Carrying the Torch
By Dr. Catherine Zahn, President & CEO of CAMH
Coming into the CAMH grounds bearing the Pan Am Torch was a moving experience for me. The crowd lining the entryway; our own Dr. David Goldbloom emceeing the event; the Archway Singers behind him on the stage – it was overwhelming. Those of you who were in attendance know that I could barely speak! I think it was the hopeful symbolism of lighting the torch, protecting it on its journey and bringing that emblem of hope right into CAMH that moved me so profoundly.
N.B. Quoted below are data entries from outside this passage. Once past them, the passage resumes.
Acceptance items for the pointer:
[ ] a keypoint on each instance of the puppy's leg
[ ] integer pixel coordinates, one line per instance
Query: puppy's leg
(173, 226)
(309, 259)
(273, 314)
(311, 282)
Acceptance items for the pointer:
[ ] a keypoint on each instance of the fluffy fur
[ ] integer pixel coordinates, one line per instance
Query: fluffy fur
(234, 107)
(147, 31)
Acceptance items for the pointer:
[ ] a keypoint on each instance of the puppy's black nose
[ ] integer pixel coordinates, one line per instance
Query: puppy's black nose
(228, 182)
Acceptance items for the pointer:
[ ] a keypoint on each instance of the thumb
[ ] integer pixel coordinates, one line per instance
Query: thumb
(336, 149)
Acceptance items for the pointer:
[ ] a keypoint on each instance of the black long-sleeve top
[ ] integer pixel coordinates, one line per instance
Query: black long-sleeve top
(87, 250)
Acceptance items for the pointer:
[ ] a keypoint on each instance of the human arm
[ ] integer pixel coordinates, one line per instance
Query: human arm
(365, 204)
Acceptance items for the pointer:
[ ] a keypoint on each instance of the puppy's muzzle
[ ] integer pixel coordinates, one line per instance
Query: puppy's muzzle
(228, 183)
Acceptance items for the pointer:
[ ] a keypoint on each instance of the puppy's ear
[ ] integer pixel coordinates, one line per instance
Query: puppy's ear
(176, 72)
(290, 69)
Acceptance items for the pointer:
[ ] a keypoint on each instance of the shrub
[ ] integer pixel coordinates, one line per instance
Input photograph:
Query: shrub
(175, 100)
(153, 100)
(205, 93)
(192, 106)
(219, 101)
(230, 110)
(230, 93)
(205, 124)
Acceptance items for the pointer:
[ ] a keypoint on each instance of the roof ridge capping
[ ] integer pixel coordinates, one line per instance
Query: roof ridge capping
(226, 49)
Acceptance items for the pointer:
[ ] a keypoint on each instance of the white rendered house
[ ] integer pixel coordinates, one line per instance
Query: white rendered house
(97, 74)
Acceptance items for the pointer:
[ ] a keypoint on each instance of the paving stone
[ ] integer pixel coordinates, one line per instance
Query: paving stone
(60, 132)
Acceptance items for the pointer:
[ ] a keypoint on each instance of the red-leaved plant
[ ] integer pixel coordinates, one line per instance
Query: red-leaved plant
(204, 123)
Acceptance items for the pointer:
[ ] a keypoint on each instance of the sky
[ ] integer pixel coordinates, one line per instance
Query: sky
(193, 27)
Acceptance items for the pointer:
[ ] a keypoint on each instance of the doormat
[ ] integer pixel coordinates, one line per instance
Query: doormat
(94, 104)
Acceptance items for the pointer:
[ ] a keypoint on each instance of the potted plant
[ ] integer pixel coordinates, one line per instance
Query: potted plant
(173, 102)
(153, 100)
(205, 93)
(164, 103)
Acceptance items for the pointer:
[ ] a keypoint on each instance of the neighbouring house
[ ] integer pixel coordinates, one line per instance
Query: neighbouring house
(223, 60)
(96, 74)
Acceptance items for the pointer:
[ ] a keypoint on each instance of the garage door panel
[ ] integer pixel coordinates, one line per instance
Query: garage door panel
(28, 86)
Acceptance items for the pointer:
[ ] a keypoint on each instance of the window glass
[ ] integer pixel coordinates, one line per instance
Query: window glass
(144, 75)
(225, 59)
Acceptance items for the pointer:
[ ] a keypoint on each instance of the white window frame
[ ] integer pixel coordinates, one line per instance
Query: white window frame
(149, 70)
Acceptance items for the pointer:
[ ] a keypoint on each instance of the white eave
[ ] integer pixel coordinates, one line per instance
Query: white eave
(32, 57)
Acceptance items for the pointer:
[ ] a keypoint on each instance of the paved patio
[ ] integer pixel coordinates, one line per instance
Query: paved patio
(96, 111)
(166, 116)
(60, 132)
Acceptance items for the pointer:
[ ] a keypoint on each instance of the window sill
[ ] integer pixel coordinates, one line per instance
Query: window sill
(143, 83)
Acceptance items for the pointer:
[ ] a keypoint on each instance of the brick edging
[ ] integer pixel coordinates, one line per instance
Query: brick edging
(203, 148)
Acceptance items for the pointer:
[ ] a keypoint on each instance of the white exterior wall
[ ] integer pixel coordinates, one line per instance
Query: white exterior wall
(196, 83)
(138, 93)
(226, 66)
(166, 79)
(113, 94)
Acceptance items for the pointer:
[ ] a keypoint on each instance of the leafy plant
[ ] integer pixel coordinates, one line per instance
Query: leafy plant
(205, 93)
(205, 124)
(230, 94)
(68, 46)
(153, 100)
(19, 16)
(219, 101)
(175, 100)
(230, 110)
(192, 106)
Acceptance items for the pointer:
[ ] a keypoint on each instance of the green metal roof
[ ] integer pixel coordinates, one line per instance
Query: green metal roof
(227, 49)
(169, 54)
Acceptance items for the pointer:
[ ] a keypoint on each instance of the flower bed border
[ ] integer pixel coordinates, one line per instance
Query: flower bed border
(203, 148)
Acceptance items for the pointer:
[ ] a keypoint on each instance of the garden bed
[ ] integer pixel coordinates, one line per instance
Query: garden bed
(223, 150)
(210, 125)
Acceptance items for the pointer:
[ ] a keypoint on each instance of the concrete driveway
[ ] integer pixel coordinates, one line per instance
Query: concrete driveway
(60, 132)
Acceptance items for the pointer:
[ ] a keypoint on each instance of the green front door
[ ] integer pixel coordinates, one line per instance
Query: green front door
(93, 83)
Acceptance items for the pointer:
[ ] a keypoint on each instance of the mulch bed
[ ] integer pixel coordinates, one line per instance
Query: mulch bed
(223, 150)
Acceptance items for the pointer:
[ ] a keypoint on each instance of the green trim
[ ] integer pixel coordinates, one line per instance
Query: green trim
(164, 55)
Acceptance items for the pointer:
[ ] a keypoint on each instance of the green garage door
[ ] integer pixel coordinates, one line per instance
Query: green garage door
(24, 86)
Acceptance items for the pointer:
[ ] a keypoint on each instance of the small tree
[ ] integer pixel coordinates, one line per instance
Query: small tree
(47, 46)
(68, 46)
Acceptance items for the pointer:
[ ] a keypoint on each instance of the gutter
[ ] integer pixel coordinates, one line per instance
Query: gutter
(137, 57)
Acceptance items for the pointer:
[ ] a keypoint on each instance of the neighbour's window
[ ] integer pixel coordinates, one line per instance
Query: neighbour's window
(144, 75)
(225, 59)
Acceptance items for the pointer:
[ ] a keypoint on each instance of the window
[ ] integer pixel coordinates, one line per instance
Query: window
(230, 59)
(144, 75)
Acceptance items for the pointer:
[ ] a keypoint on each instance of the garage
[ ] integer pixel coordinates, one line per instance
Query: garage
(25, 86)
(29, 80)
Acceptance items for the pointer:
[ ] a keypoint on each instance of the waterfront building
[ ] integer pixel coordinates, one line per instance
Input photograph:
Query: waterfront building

Ten years ago CAMH would not have been considered a destination for such a public event. This is just one more piece of evidence that our work is making a difference; evidence that work to advance the social cause of mental health is creating positive change. The change feels too slow to most of us, but on July 9th it felt tangible and real. I sensed that the event energized everyone present and it certainly inspired me to work hard to keep the promises CAMH makes to those we serve.
Recently, I saw media coverage from Olympic champion kayaker Adam van Koeverden. He called for Torontonians to resist knee-jerk complaints about the inconveniences of a major civic event like the Pan Am Games. He chooses to focus on the benefits beyond sport that accrue to the host community. On the practical side, major games provide deadlines that push communities to complete infrastructure and event venues. On the ideological side, they may, as in the Beijing and Sochi Olympics, shine a light on equity and human rights records of their host.
I’m sure the Pan Am Torch event on Thursday caused a traffic jam. On the other hand, we saw – up close and personal – the joy of participation, not only in the run, but also in the city building and social change!